Electro-plating is a process whereby the superabrasive grains are held in place by a nickel matrix which is deposited electro-chemically onto a metal substrate body. Generally speaking, such tools are single layer tools. The grains are classified in size according to FEPA or ANSI standards.

Depending on the application, the composition of the nickel matrix may be adapted by incorporating a variety of organic or inorganic filling materials.
The selection of these fillers depends on the following application criteria: Hardness, Power of adhesion, Resistance to wear, Density.
The body must be electrically conductive. The type of steel, however, is of minor importance for the electro-plating process but should be known to ensure optimal pre-treatment and subsequent final adherence of the grains to the nickel matrix, given the exposure of the tool to high cutting forces.

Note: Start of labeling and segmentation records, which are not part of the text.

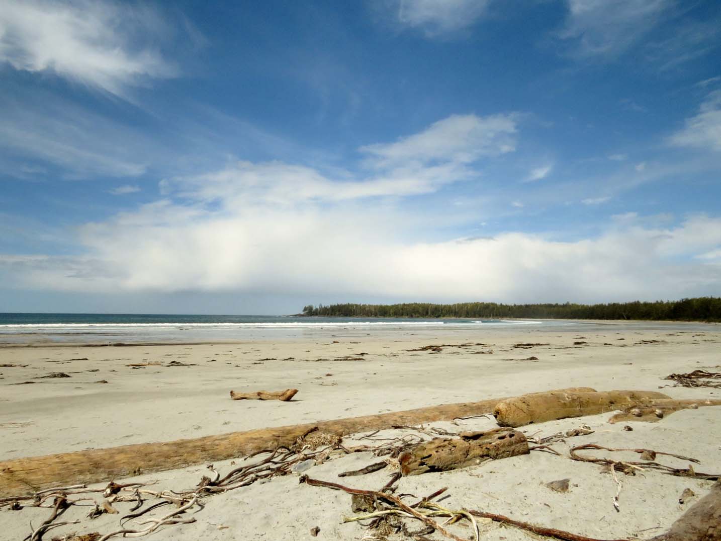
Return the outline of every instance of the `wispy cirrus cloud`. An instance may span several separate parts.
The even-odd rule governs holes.
[[[6,256],[0,267],[22,286],[86,292],[609,302],[712,294],[721,286],[721,219],[702,215],[660,228],[630,214],[572,242],[513,232],[423,242],[404,239],[413,226],[387,209],[186,213],[169,203],[158,210],[89,224],[81,258]]]
[[[394,142],[361,146],[362,175],[336,170],[329,175],[278,161],[241,161],[166,180],[162,188],[167,194],[234,207],[422,195],[477,176],[475,162],[515,149],[516,130],[513,114],[454,115]]]
[[[360,151],[374,167],[408,162],[472,163],[483,156],[497,156],[516,149],[518,115],[479,117],[451,115],[423,131],[394,143],[366,145]]]
[[[136,193],[140,191],[140,186],[135,186],[130,184],[125,184],[107,190],[113,195],[127,195],[128,193]]]
[[[699,113],[687,118],[683,128],[668,138],[676,146],[721,151],[721,90],[709,94]]]
[[[422,30],[428,38],[448,36],[473,25],[490,0],[392,0],[392,13],[404,27]]]
[[[66,178],[137,177],[158,145],[122,123],[42,92],[0,95],[0,157],[39,161]],[[46,167],[32,168],[46,176]],[[22,168],[6,175],[27,176]]]
[[[162,17],[140,4],[5,0],[0,62],[125,96],[130,87],[177,74],[148,38],[166,33]]]
[[[611,201],[610,197],[589,197],[582,199],[581,203],[584,205],[601,205]]]
[[[638,42],[674,5],[673,0],[568,0],[559,37],[581,56],[616,56]]]
[[[536,180],[541,180],[546,178],[552,170],[552,165],[543,165],[540,167],[535,167],[531,170],[528,176],[526,177],[526,182],[532,182]]]

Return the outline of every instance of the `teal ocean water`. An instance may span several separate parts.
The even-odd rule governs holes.
[[[397,333],[421,329],[541,325],[503,320],[301,317],[267,315],[0,313],[0,343],[185,342],[273,340],[336,333]]]
[[[301,317],[268,315],[0,313],[0,345],[25,343],[196,343],[251,340],[325,340],[331,337],[457,335],[482,338],[488,332],[525,328],[579,333],[632,328],[717,330],[698,323],[588,322],[549,320]]]

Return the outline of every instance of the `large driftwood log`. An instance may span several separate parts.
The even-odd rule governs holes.
[[[0,462],[0,498],[53,486],[100,483],[140,472],[175,470],[225,460],[281,445],[317,427],[321,432],[346,435],[382,430],[394,425],[418,425],[490,413],[500,398],[420,408],[407,411],[351,417],[301,425],[258,428],[165,443],[123,445]]]
[[[624,408],[623,411],[611,415],[609,422],[614,423],[622,421],[643,421],[647,423],[655,423],[679,410],[695,410],[702,406],[709,405],[721,405],[721,400],[717,398],[702,400],[674,400],[673,399],[649,400],[647,403],[642,406]]]
[[[230,397],[234,400],[280,400],[288,402],[298,392],[297,389],[286,389],[284,391],[255,391],[254,392],[230,392]]]
[[[596,415],[670,397],[654,391],[571,391],[534,392],[507,398],[493,410],[501,426],[523,426],[533,423]]]
[[[721,480],[681,515],[671,529],[649,541],[721,541]]]
[[[528,454],[526,436],[513,428],[464,432],[460,438],[434,438],[401,454],[401,473],[417,475],[475,466],[492,459]]]

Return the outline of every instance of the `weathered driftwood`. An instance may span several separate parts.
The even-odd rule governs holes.
[[[494,408],[493,415],[500,426],[515,428],[533,423],[643,406],[650,400],[668,398],[667,395],[655,391],[599,392],[593,390],[560,390],[534,392],[501,400]]]
[[[681,515],[671,529],[649,541],[721,540],[721,480]]]
[[[0,498],[76,483],[100,483],[140,472],[225,460],[293,445],[314,428],[341,435],[490,413],[500,398],[407,411],[259,428],[165,443],[123,445],[0,462]]]
[[[230,397],[234,400],[280,400],[288,402],[298,392],[297,389],[286,389],[284,391],[255,391],[254,392],[230,392]]]
[[[663,399],[650,400],[642,406],[632,406],[624,408],[623,411],[611,415],[609,422],[614,423],[622,421],[625,423],[629,421],[642,421],[647,423],[655,423],[679,410],[696,410],[702,406],[709,405],[721,405],[721,400],[674,400],[673,399]]]
[[[492,459],[528,454],[526,436],[513,428],[484,432],[463,432],[460,438],[434,438],[402,453],[398,460],[401,473],[417,475],[426,472],[445,472],[475,466]]]

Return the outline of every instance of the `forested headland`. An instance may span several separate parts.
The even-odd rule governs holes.
[[[564,320],[650,320],[721,322],[721,297],[696,297],[680,301],[613,302],[603,304],[503,304],[495,302],[461,302],[435,304],[407,302],[400,304],[346,303],[317,307],[309,304],[304,316],[341,317],[477,317]]]

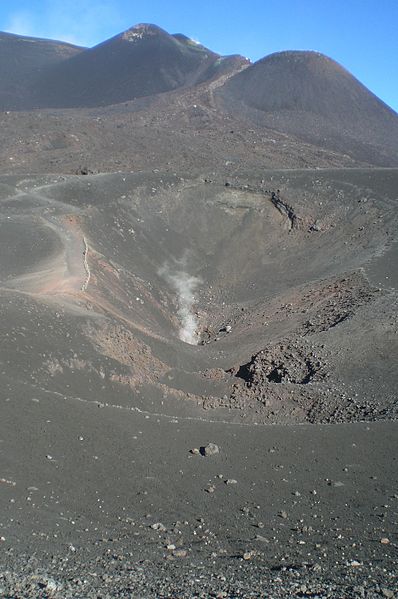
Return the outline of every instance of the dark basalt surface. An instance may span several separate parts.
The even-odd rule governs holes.
[[[0,595],[394,597],[395,113],[316,53],[1,40],[48,87],[1,82]]]

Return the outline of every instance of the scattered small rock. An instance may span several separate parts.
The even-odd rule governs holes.
[[[173,555],[174,557],[187,557],[188,551],[186,549],[175,549]]]
[[[160,532],[165,532],[167,530],[165,525],[161,522],[155,522],[154,524],[151,524],[151,528],[153,530],[159,530]]]
[[[215,443],[208,443],[207,445],[204,445],[200,448],[200,453],[205,457],[209,457],[211,455],[216,455],[217,453],[220,453],[220,449],[218,445],[216,445]]]

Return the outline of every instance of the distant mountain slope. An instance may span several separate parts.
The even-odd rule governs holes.
[[[0,32],[0,109],[29,108],[31,85],[41,73],[82,50],[65,42]]]
[[[223,71],[225,60],[183,35],[137,25],[48,69],[35,85],[35,104],[88,107],[116,104],[183,86]]]
[[[272,54],[217,92],[224,108],[359,160],[398,165],[398,115],[317,52]]]

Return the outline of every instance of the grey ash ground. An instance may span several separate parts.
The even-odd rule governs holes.
[[[57,48],[2,82],[0,595],[395,597],[394,135],[282,96],[397,116],[319,55],[225,66],[151,26]],[[79,95],[98,53],[162,48],[171,88]],[[71,108],[33,110],[65,72]]]

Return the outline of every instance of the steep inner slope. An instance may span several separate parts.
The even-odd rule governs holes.
[[[394,239],[396,184],[393,170],[274,171],[237,187],[4,179],[7,389],[169,417],[396,416],[384,357],[396,296],[362,270]]]
[[[232,77],[222,106],[358,160],[398,164],[398,116],[357,79],[318,52],[271,54]]]

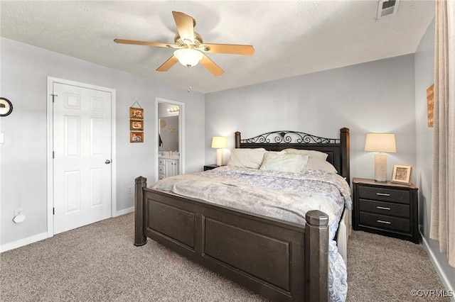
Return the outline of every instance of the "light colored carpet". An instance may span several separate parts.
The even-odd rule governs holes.
[[[348,255],[348,302],[450,301],[422,245],[353,231]]]
[[[264,301],[153,240],[133,242],[130,213],[1,253],[0,300]],[[348,301],[437,301],[410,295],[441,288],[422,245],[354,232],[348,252]]]

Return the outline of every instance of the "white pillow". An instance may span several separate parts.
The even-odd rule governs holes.
[[[331,173],[338,173],[335,167],[330,162],[318,157],[310,157],[306,164],[308,170],[322,170]]]
[[[266,152],[264,148],[232,149],[230,150],[230,157],[229,157],[228,164],[259,169],[261,167],[261,164],[262,164],[264,153]]]
[[[299,154],[267,152],[264,155],[264,160],[260,169],[268,171],[304,173],[306,171],[309,157],[309,155]]]
[[[326,160],[328,155],[320,151],[316,150],[307,150],[303,149],[284,149],[284,151],[287,154],[300,154],[302,155],[309,155],[310,157],[318,157]]]

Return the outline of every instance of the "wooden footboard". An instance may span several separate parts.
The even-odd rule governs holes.
[[[328,301],[328,217],[305,225],[189,199],[136,179],[134,245],[149,237],[272,301]]]

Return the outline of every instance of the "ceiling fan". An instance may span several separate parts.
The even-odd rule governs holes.
[[[204,52],[244,55],[252,55],[255,52],[255,48],[252,45],[204,43],[200,35],[194,31],[196,21],[193,17],[178,11],[173,11],[172,15],[178,31],[174,38],[174,44],[124,39],[114,39],[114,41],[116,43],[177,49],[172,57],[158,67],[157,72],[166,72],[177,62],[188,67],[196,66],[200,62],[200,64],[213,75],[219,76],[223,74],[224,71]]]

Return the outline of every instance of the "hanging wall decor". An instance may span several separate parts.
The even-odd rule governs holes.
[[[0,98],[0,116],[6,116],[13,112],[13,104],[5,98]]]
[[[129,107],[129,142],[144,142],[144,109],[136,101]]]

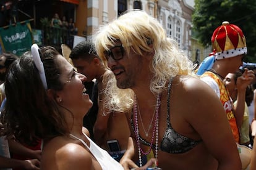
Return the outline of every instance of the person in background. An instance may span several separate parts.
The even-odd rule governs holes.
[[[237,87],[236,86],[236,81],[237,78],[242,75],[242,73],[240,70],[238,70],[234,73],[228,73],[223,80],[235,107],[237,105]],[[253,100],[253,99],[254,92],[252,89],[250,88],[250,86],[248,86],[246,88],[245,92],[245,103],[244,103],[245,106],[243,121],[239,131],[239,144],[242,145],[245,145],[251,148],[252,148],[252,147],[250,142],[249,137],[250,126],[249,121],[248,106],[250,106]]]
[[[132,140],[120,161],[125,169],[143,166],[145,157],[163,169],[241,169],[220,99],[156,18],[128,11],[93,39],[115,75],[111,80],[135,94],[126,114]]]
[[[6,71],[10,65],[17,59],[18,56],[11,52],[3,52],[0,55],[0,105],[6,97],[4,93],[4,81],[6,79]]]
[[[43,139],[40,169],[123,169],[83,127],[92,106],[83,84],[86,79],[50,46],[33,44],[31,53],[10,67],[1,115],[4,132],[18,141]]]
[[[67,21],[67,19],[66,18],[65,16],[62,17],[62,20],[61,21],[62,28],[64,29],[67,29],[69,26],[69,23]]]
[[[4,99],[6,98],[4,92],[4,81],[7,71],[11,64],[19,57],[12,53],[5,52],[0,55],[0,79],[2,83],[0,85],[1,108],[2,111],[4,107]],[[1,115],[1,113],[0,113]],[[15,141],[12,139],[6,139],[2,134],[4,127],[2,123],[0,136],[0,168],[1,169],[39,169],[41,157],[40,150],[33,150]],[[27,159],[20,160],[11,153],[19,153],[25,155]],[[12,156],[12,158],[11,156]]]
[[[229,73],[234,73],[242,65],[247,54],[245,38],[237,26],[223,22],[222,25],[214,31],[211,43],[215,52],[215,61],[212,68],[205,72],[200,79],[207,83],[219,97],[225,109],[233,137],[239,144],[239,129],[243,121],[246,87],[254,78],[254,71],[245,68],[242,75],[237,78],[237,105],[235,107],[223,80]]]
[[[56,28],[61,28],[62,25],[61,19],[59,18],[59,14],[57,13],[54,14],[53,18],[51,20],[51,26],[56,27]]]
[[[99,109],[98,113],[90,113],[96,116],[93,126],[94,139],[99,146],[119,161],[127,147],[130,130],[124,113],[111,111],[105,107],[105,100],[111,97],[105,96],[104,91],[108,79],[114,77],[114,75],[104,65],[93,49],[90,41],[82,41],[72,50],[70,58],[77,71],[87,76],[87,81],[96,79],[95,86],[98,91],[93,92],[93,97],[98,99],[95,104]]]

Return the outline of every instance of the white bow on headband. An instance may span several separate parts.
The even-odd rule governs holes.
[[[47,89],[46,78],[45,77],[45,68],[43,67],[43,62],[41,61],[40,55],[39,54],[39,47],[36,44],[33,44],[31,46],[31,53],[32,54],[33,59],[34,59],[35,64],[38,70],[39,75],[41,80],[43,82],[43,86],[45,89]]]

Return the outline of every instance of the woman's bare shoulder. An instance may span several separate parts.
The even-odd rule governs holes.
[[[72,141],[65,137],[57,137],[49,141],[43,150],[41,163],[47,166],[56,166],[57,169],[82,169],[79,167],[91,166],[90,153],[82,145]]]

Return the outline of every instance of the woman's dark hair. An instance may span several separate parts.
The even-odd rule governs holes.
[[[59,52],[47,46],[40,49],[48,89],[59,91],[63,83],[56,57]],[[6,103],[2,113],[6,135],[20,142],[33,144],[38,139],[67,134],[67,123],[54,99],[49,98],[30,52],[14,62],[6,75]]]

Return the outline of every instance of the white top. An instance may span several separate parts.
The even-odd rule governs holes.
[[[98,146],[93,142],[93,141],[88,137],[85,134],[83,133],[83,134],[90,142],[90,147],[83,140],[69,134],[72,137],[79,140],[88,150],[90,150],[94,157],[97,160],[103,170],[124,170],[124,168],[121,164],[114,160],[106,150]]]

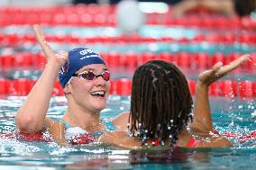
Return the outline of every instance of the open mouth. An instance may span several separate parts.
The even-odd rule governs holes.
[[[96,97],[104,97],[105,96],[105,91],[92,92],[91,95],[96,96]]]

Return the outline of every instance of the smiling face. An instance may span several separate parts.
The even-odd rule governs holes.
[[[85,66],[76,73],[93,71],[96,75],[101,75],[106,70],[105,65],[92,64]],[[73,76],[67,88],[68,95],[73,98],[71,101],[74,101],[75,104],[78,105],[83,112],[99,112],[106,106],[110,81],[104,80],[102,76],[96,76],[94,80],[83,79],[81,76]]]

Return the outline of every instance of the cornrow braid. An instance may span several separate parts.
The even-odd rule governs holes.
[[[131,136],[141,139],[169,139],[174,145],[188,121],[192,121],[193,100],[187,81],[172,63],[153,60],[139,67],[133,76]]]

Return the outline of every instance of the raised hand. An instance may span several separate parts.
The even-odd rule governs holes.
[[[225,76],[227,73],[237,68],[239,66],[250,60],[250,54],[245,54],[232,61],[228,65],[223,66],[222,62],[217,62],[214,67],[199,75],[198,82],[206,86],[210,85],[213,82]]]
[[[68,58],[67,51],[59,51],[56,53],[51,49],[50,45],[47,43],[42,30],[38,25],[33,25],[36,40],[42,49],[42,51],[46,57],[47,62],[55,62],[59,64],[59,67],[63,66]]]

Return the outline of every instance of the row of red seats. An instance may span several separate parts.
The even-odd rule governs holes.
[[[246,43],[256,44],[256,33],[255,32],[243,32],[243,33],[207,33],[197,34],[194,38],[182,37],[179,39],[172,39],[169,37],[152,38],[152,37],[142,37],[138,35],[118,36],[118,37],[78,37],[75,35],[59,35],[59,36],[46,36],[48,41],[57,43],[150,43],[150,42],[181,42],[181,43],[195,43],[195,42],[209,42],[209,43]],[[25,42],[36,42],[35,36],[33,34],[0,34],[0,44],[5,46],[14,46],[23,44]]]
[[[171,17],[171,13],[151,13],[147,15],[147,24],[182,25],[184,27],[197,27],[210,30],[253,30],[256,28],[255,22],[250,16],[229,18],[206,14],[173,18]]]
[[[27,13],[27,14],[42,14],[42,13],[114,13],[115,6],[108,4],[66,4],[66,5],[58,5],[58,6],[2,6],[0,8],[1,14],[19,14],[19,13]]]
[[[30,79],[0,79],[0,94],[5,95],[27,95],[36,83]],[[196,81],[188,80],[191,94],[196,91]],[[111,94],[130,95],[132,90],[131,79],[112,80],[110,89]],[[59,82],[56,82],[52,93],[53,95],[63,95],[62,88]],[[256,82],[253,81],[231,81],[222,80],[210,85],[209,94],[215,96],[241,96],[256,97]]]
[[[155,53],[102,53],[100,54],[106,62],[110,68],[114,67],[130,67],[135,68],[138,66],[149,60],[166,60],[174,62],[178,67],[194,69],[206,69],[212,67],[215,63],[222,61],[224,65],[230,63],[235,58],[239,58],[242,54],[231,53],[224,55],[222,53],[215,53],[210,55],[208,53],[187,53],[187,52],[162,52]],[[0,67],[12,68],[12,67],[43,67],[46,64],[45,57],[42,53],[29,53],[22,52],[17,54],[2,55],[0,56]],[[252,54],[251,61],[244,63],[237,72],[255,73],[256,70],[256,53]]]
[[[90,25],[116,24],[114,5],[68,5],[55,8],[0,8],[0,25],[48,24],[48,25]],[[212,15],[189,15],[186,18],[172,17],[171,9],[165,13],[147,13],[147,24],[196,26],[209,29],[249,29],[256,28],[251,17],[227,18]]]

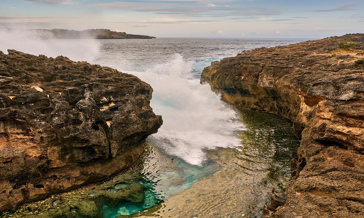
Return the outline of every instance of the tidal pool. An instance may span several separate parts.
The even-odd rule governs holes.
[[[272,192],[290,178],[299,140],[292,123],[242,109],[241,146],[206,150],[202,166],[166,154],[158,145],[108,181],[27,204],[1,217],[114,218],[260,217]],[[191,217],[191,216],[193,216]]]

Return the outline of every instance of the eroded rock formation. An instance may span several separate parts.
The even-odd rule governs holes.
[[[0,52],[0,211],[130,166],[162,124],[135,76],[62,56]]]
[[[287,200],[273,196],[265,217],[364,217],[363,47],[364,34],[347,35],[244,51],[204,70],[223,100],[289,118],[301,137]]]

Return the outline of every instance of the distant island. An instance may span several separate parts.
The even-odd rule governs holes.
[[[4,28],[9,31],[27,31],[31,37],[41,39],[155,39],[154,36],[144,35],[134,35],[125,32],[117,32],[106,29],[91,29],[82,31],[62,29],[21,29]]]

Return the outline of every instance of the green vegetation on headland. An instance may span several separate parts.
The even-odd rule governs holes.
[[[82,31],[69,30],[61,29],[7,29],[8,31],[24,31],[30,33],[31,37],[41,39],[155,39],[154,36],[144,35],[134,35],[125,32],[117,32],[105,29],[91,29]]]

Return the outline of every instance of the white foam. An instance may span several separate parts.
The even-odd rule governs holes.
[[[0,51],[5,53],[7,49],[14,49],[53,57],[63,55],[73,61],[91,62],[100,53],[97,40],[40,40],[31,39],[26,31],[21,33],[0,28]],[[206,160],[206,149],[241,145],[234,134],[244,126],[237,120],[236,112],[208,85],[200,85],[199,80],[193,77],[192,62],[176,54],[170,61],[156,64],[146,71],[126,72],[123,70],[134,67],[122,61],[118,66],[107,62],[103,65],[136,75],[154,90],[151,106],[156,114],[162,115],[163,124],[157,133],[149,137],[153,144],[197,165]]]
[[[234,134],[244,129],[236,112],[222,101],[208,85],[191,75],[191,62],[176,54],[170,61],[145,72],[129,73],[149,83],[151,105],[163,125],[149,139],[167,153],[191,164],[206,159],[204,150],[241,145]]]
[[[45,37],[49,39],[35,37],[34,31],[26,29],[8,31],[0,28],[0,51],[7,54],[7,49],[14,49],[52,57],[63,55],[75,61],[90,61],[99,54],[99,43],[96,40],[54,39],[50,36]]]

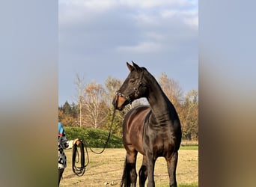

Generally, the deposited grains should be embedded to the level of at least half their nominal grain size.

This level of embedding leads to the highest possible concentration of abrasive grains and chip clearance spaces. Concentration and chip clearance can be varied substantially and in a controlled manner to create a tool which is perfectly adapted to its specific grinding task.
The high number of exposed cutting edges illustrates the advantages of electro-plated grinding wheels: Aggressive cutting ability, Ability to cope with hard and soft « long chipping » materials, High material removal capacity.

Given the same grit size, resulting surface finishes of surfaces ground with electro-plated wheels tend to be rougher that surfaces ground with other bonding systems (resin, vitrified or metal bonded). Over time, the surface finish will, however, improve due to micro-crystalline wear on the cutting edges and due to the overall increase of active cutting edges. This translates, to some extent, into a variable surface finish over the tool life. The stationary range of the resulting surface finish is, however, considerably broad.

The end of tool life has been reached when the height of the superabrasive layer has been worn to such an extent that the overall volume of chip clearance has become negligible and the cutting edges and the bond matrix are on the same level. In many cases, however, measures can be taken to regenerate the superabrasive layer, or alternatively, the undamaged substrate body can be nickel-stripped and be replated.
This translates into time and cost savings.

Many types of abrasive grains could be plated onto substrate bodies. These include aluminium oxides, silicon carbides, zirconium oxides, boron carbide and many more.

Reishauer, however, restricts itself to the so-called superabrasives such as cubic boron nitride (CBN) and diamond, and, of course, encompasses a great range of variants within these two types of abrasives.